Sunday, October 9, 2011

The Legacy of Women

This year’s Nobel Peace Prize winners are all women, which I believe is a first.  The Nobel Committee is to be commended, because this award is well-deserved:  http://www.nytimes.com/2011/10/08/world/nobel-peace-prize-johnson-sirleaf-gbowee-karman.html?_r=2&hp
Reading these women’s stories got me thinking about my colleagues.   The women in Educational Studies are fierce, smart, ethical, and strong.  In considering the amazing work they do, I am reminded of my own family members.
My mom, Helen, will be turning 77 this week.  She was born and raised in Decatur, Georgia, and spent her girlhood summers in south Georgia.

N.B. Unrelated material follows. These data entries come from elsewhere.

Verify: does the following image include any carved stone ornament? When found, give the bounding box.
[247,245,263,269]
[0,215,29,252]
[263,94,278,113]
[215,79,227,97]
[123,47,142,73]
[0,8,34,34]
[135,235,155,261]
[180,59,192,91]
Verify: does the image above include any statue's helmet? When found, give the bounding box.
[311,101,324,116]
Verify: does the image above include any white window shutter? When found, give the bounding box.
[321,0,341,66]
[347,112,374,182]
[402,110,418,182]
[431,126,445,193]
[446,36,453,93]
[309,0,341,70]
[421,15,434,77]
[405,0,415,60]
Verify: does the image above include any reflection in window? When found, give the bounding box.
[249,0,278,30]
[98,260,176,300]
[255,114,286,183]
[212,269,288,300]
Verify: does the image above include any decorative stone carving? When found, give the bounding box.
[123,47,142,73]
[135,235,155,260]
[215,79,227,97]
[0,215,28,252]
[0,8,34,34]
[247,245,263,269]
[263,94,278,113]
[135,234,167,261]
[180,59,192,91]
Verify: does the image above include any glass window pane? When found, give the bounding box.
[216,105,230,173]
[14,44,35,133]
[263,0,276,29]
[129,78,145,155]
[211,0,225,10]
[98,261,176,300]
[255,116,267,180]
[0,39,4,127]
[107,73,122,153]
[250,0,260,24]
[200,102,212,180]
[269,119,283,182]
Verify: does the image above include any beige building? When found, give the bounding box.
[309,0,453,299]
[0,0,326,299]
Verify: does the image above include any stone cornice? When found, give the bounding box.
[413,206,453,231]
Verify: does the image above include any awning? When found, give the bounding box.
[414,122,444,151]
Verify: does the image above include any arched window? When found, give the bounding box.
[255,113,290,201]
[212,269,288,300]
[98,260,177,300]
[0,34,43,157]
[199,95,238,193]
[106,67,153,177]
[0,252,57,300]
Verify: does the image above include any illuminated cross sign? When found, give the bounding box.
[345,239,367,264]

She came up North to Indiana University to get her graduate degree in piano and met an Indiana farm boy in the dorm cafeteria who was working on his MBA.   He bought her first legal drink, along with a bunch of illegal ones before that.  They got married, despite the fact that he was a Yankee.   
What you may not know about southern women of a certain age is that while they may have been bred to be nice, helpful, and all those other traditional feminine qualities, you don’t want to mess with them.  The movie Steel Magnolias didn’t quite capture it, according to Mom, but at least it had the right idea.      
The best example of my mother’s iron will (forget steel—that’s not strong enough) happened before the fall of the Berlin Wall.  She was a church choir director, and also directed a city-wide choir made up of members from many different churches who would sing at special corporate and nonprofit events.  Her church connected with a church in East Germany, and when Mom found out they didn’t have a set of hand bells, she found this upsetting.  EVERY church should have a set of hand bells, as music is an essential part of any church service, and bells were a beautiful and necessary addition.    
Mom spearheaded a monumental fundraising and organizational process, which included booking travel and lodging for 40 people to travel across Germany singing and sightseeing.  Despite all of her preparations, which included plenty of contact with Senator Birch Bayh’s office, they were stopped at Checkpoint Charlie.  The choir spent several scary hours stuck on the bus as the soldiers searched their luggage and rummaged through the velvet-lined cases holding the bells.  I do not know why they finally allowed the Choraliers through the barbed wire and concrete, but I am pretty sure a small gray-haired lady from the South charmed or shamed them into it.  The church congregants were grateful, and the bells continue to ring there, even today.  
My dad is used to strong women.  His mother, Marie, became a schoolteacher in a country school in southern Indiana.  At that time, she did not need a degree to teach (bizarre, I know), but she wanted to be a better teacher and spent her summers at Indiana University and teaching during the school year.  This was in the 1920’s, when very few women earned college degrees.  When she met my grandfather, they had to elope to Kentucky because schoolteachers could not be married.  They came back and she continued to teach for awhile.  Later on, after raising three boys, she retired and wrote columns for local papers on women’s issues. 
While the women in my family would never name themselves as activists, they are strong in their beliefs, their work ethic, and that they have something valuable to contribute to the world.  A worthy legacy indeed.

1 comment:

  1. "Sisters are doing it for themselves" seems a perfect song for your family!